While etching designs into wood or metal is an ancient art, the modern use of lasers has opened up countless new possibilities. Here at Able Engraving, we use the very latest technology to produce highly detailed results on a range of materials.
As with any new technology, it is only natural that people have questions about how engraving works so if you are curious to learn more check out our list of frequently asked questions and answers from Able Engraving
- What exactly is a laser?
- The word laser is an acronym which stands for “Light Amplification by Simulated Emission of Radiation”. A laser emits a narrow and powerful beam of single coloured light which can generate heat energy, making it suitable for use in many circumstances in modern manufacturing and technology.
- How does a laser engrave on a surface?
- The laser beam strongly heats the surface and, as the material that is being engraved evaporates or burns, the colour changes.
- What sorts of material can be engraved on by laser?
- A laser to be used to engrave upon almost any surface including wood, plastic, tile, stone, a variety of metals and glass.
- Are laser cutting and laser engraving machines the same?
- The main difference between the two is the focal length of the laser used. To engrave, a short focal length laser is used which produces a very fine spot size, allowing highly detailed images to be produced. A laser cutter utilises a laser with a longer focal length, enabling it to cut through thicker materials.
- What are the benefits of laser engraving?
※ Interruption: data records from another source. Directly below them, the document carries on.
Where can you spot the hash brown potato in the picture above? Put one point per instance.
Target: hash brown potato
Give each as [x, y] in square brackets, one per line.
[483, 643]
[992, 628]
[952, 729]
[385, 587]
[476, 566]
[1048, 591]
- One of the main benefits of using a laser is the fact that it can produce highly detailed images. The entire process is also contactless, meaning that the material being engraved upon will not suffer damage as a result of pressure being applied, no chips are produced during the process, and less dust is also created.
- What sort of products are commonly engraved on by laser?
- Because a laser can engrave virtually any design onto a vast array of materials the possibilities are endless! Some examples include names being engraved onto sports trophies, company logos on pens and serial numbers on mechanical components. A laser is capable of producing such detailed results that it can even reproduce photographs onto wood or jewellery or a 3D image into a block of crystal or acrylic.